Rabbi Harold Kushner is probably best known for his 1981 book When Bad Things Happen to Good People. In that text he describes his son Aaron’s journey through progeria, rapid-aging syndrome, and how that experience profoundly affected Kushner’s relationship to religion, God, and his congregants. Kushner has written a number of books since, and I happened upon this, his most recent, published in 2015, in a book catalog I received in the mail. Intrigued by the title, I was curious what essential life lessons he had to impart.
Kushner’s work is embedded in the Jewish faith, though his lessons are broadly applicable, drawing equally upon everyday people’s stories as well as religious texts and history for illustration. I’m a spiritual seeker who does not identify solely or specifically with any single faith tradition at this point in my life, though I feel there is something larger and greater than individual human desires, and I tend to imagine the sacred, in the broadest terms, as the realization of the combined forces of love and compassion in the world. So much of Kushner’s understanding of who and what “God” is (and isn’t) resonates with me, given that one of his truths is “God is Not a Man Who Lives in the Sky.” He writes, “To me, God is like love, affecting all people but affecting each one differently, according to who he or she is. God is like courage, a single trait that manifests itself differently as it is filtered through the lives and souls of specific individuals” (29). Love and courage: both profoundly human and deeply sacred.

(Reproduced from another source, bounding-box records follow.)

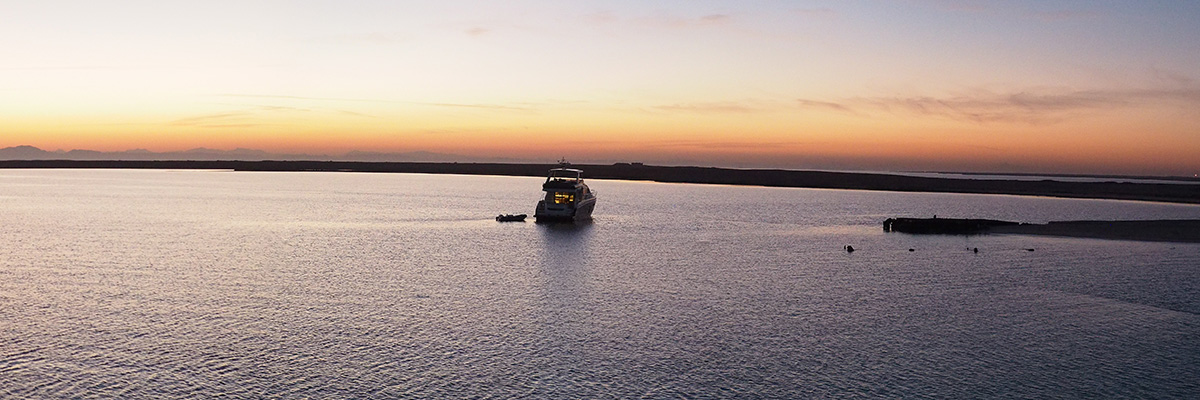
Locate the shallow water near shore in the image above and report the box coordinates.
[0,169,1200,399]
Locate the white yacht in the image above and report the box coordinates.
[533,164,596,221]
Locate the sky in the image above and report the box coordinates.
[0,0,1200,177]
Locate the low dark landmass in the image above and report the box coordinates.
[0,160,1200,204]
[883,217,1200,243]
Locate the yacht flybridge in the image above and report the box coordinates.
[533,167,596,222]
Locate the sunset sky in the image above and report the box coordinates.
[0,0,1200,175]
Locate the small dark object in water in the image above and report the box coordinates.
[496,214,526,222]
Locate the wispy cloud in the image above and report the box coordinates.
[583,11,736,29]
[650,102,757,114]
[797,88,1200,124]
[304,31,413,46]
[167,112,252,127]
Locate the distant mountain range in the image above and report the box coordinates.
[0,145,527,162]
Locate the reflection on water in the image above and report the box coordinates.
[7,171,1200,399]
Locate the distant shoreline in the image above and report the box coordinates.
[7,160,1200,204]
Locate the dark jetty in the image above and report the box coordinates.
[883,217,1020,234]
[883,217,1200,242]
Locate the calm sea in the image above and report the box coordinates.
[0,169,1200,399]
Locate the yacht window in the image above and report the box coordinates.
[554,192,575,204]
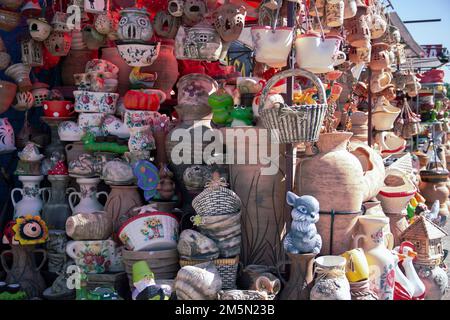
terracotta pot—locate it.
[61,50,96,86]
[280,253,316,300]
[142,39,179,98]
[105,185,144,232]
[101,47,131,96]
[1,245,47,299]
[0,80,17,114]
[66,212,113,240]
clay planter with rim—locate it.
[0,80,17,114]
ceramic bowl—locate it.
[58,121,83,141]
[117,42,161,67]
[73,90,119,114]
[43,100,74,118]
[118,212,179,251]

I also like what Kushner says about prayer, especially in relation to illness. As I noted in my previous post on strength and letting go, getting attached to or assuming that only one specific outcome is acceptable can be emotionally dangerous. Kushner, wisely I think, opines that it’s the doctor’s job to “make sick people healthy,” whereas it’s “God’s job is to make sick people brave” (29). He notes in more detail later, “God’s role is to give us the vision to know what we need to do, to bless us with the qualities of soul that we will need in order to do them ourselves, no matter how hard they may be, and to accompany us on that journey” (34). “God,” in that description, manifests as both internal traits like strength and fortitude, and external supports like friends and caregivers. That is a vision of God I understand.

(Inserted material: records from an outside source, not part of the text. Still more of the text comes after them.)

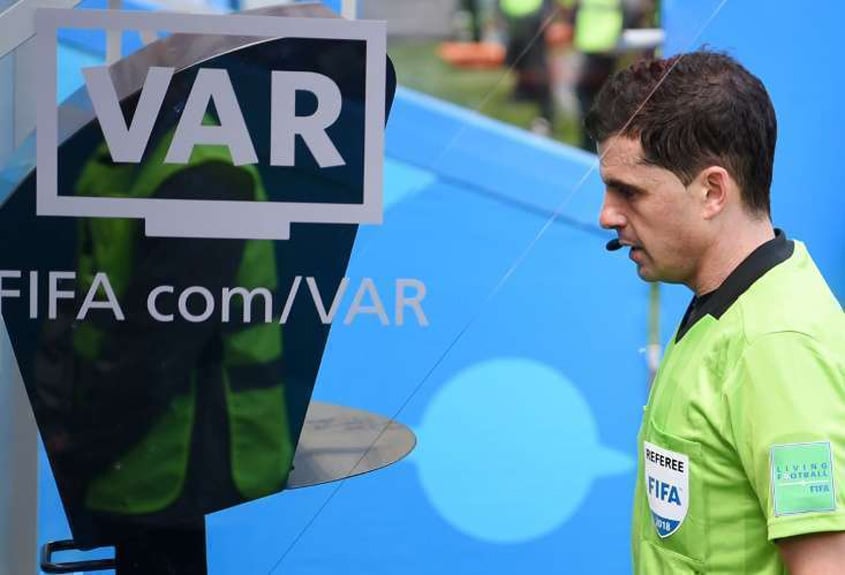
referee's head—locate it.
[584,51,777,216]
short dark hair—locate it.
[584,51,777,215]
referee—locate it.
[585,52,845,575]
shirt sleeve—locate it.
[726,332,845,540]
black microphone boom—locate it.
[604,238,622,252]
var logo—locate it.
[642,441,690,538]
[36,9,395,239]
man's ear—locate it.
[693,166,738,220]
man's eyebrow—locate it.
[602,178,645,192]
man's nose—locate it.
[599,193,626,230]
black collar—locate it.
[675,229,795,343]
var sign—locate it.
[36,9,395,239]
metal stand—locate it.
[41,401,416,575]
[41,522,208,575]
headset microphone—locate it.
[604,238,622,252]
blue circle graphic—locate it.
[412,358,633,543]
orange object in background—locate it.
[437,42,505,68]
[545,22,573,46]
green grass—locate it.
[387,39,581,144]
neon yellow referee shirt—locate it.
[632,231,845,575]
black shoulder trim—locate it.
[675,229,795,343]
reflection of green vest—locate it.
[73,133,293,515]
[499,0,543,18]
[573,0,624,54]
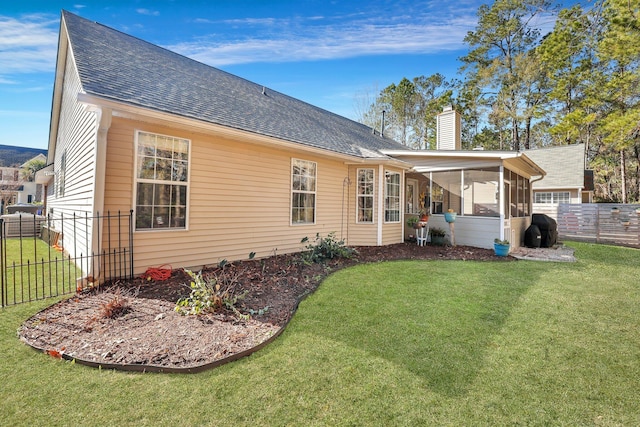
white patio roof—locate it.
[382,150,546,177]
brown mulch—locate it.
[19,243,514,372]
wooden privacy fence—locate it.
[558,203,640,248]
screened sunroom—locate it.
[380,150,545,248]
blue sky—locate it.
[0,0,568,148]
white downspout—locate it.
[376,165,385,246]
[91,108,113,279]
[498,163,506,240]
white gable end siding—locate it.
[47,47,97,257]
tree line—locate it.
[358,0,640,203]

While I enjoyed the book as a whole, the two lessons/chapters I connected with most, as someone in the throes of a health challenge, were “God Does Not Send the Problem; God Sends Us the Strength to Deal with the Problem,” and “Leave Room for Doubt and Anger in Your Religious Outlook.” In the first, Kushner writes, “I find God not in the tests that life imposes on us but in the ability of ordinary people to rise to the challenge, to find within themselves qualities of soul, qualities of courage they did not know they had until the day they needed them” (43). Again, he focuses on traits at once spiritual and humane, and our ability to access them through grit and grace.

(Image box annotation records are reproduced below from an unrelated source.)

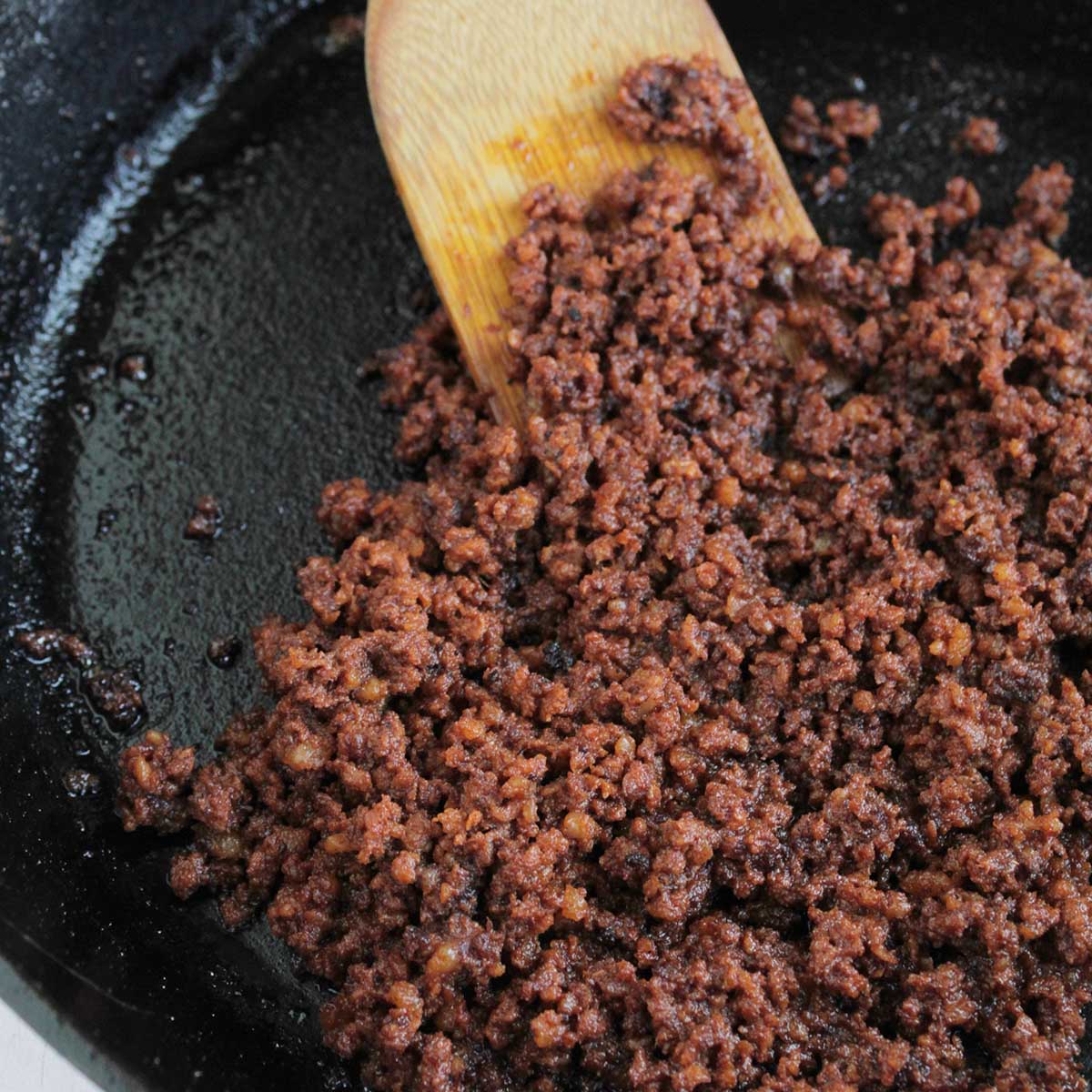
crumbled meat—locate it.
[780,95,880,159]
[120,60,1092,1092]
[956,118,1001,155]
[15,628,98,668]
[84,671,144,731]
[185,493,223,539]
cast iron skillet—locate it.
[0,0,1092,1092]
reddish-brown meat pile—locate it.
[121,61,1092,1092]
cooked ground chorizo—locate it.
[120,55,1092,1092]
[956,118,1001,155]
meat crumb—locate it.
[780,95,880,159]
[185,493,223,539]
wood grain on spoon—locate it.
[366,0,814,424]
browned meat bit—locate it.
[780,95,880,159]
[186,493,223,539]
[120,60,1092,1092]
[1012,163,1074,244]
[612,56,770,215]
[15,628,97,668]
[956,118,1001,155]
[118,732,195,834]
[118,353,152,383]
[84,671,144,730]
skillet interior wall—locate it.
[0,0,1092,1090]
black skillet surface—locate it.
[0,0,1092,1092]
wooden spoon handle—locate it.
[366,0,814,424]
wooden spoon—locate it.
[366,0,814,425]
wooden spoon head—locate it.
[366,0,814,424]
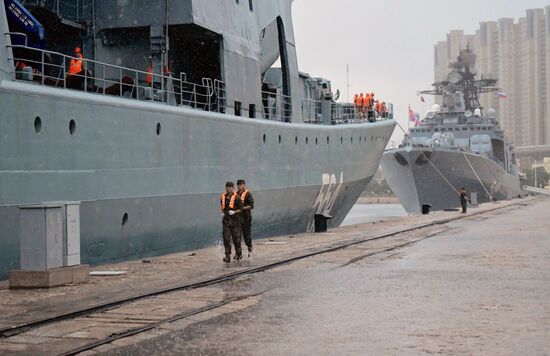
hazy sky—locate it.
[293,0,550,139]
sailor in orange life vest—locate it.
[68,47,84,75]
[220,182,243,263]
[237,179,254,257]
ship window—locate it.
[235,101,242,116]
[69,119,76,136]
[34,116,42,133]
[248,104,256,119]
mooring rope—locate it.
[462,152,493,201]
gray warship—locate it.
[381,47,523,213]
[0,0,395,278]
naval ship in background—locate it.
[0,0,395,278]
[381,47,523,213]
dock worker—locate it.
[380,101,386,117]
[368,92,374,119]
[357,93,365,117]
[220,182,243,263]
[237,179,254,258]
[69,47,84,75]
[460,187,468,214]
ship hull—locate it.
[0,81,395,277]
[381,147,523,213]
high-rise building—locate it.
[434,6,550,146]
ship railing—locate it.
[262,91,292,122]
[6,41,226,112]
[331,103,366,125]
[21,0,93,23]
[302,99,323,124]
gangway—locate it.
[523,185,550,196]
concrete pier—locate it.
[0,198,550,355]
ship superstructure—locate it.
[382,48,523,213]
[0,0,395,276]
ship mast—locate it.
[419,45,498,112]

In the later chapter on doubt and anger, Kushner explores another theme close to my heart, especially at this juncture in my life. I have always been a bit allergic to certainty, and he actively embraces the idea that we should raise questions, “admit our anger” when it arises, and affirm a “readiness to live with doubt.” To do otherwise means we’re avoiding truth and minimizing the complexity of any genuine relationship: “Accepting anger, ours and that of people close to us, has to be part of any honest relationship” (130), writes Kushner, and it’s only through acknowledging that the tough stuff is equally as valid as the good that we can love–that we can be fully present in any capacity, I would add–with our whole hearts.
Kushner’s claims that religion, ideally, should connect, rather than separate or divide, and that the best way to feel better about oneself is to find a way to help others, also ring true.
In short, there is much in this brief, readable volume (170 pages) to comfort and inspire. Happy reading!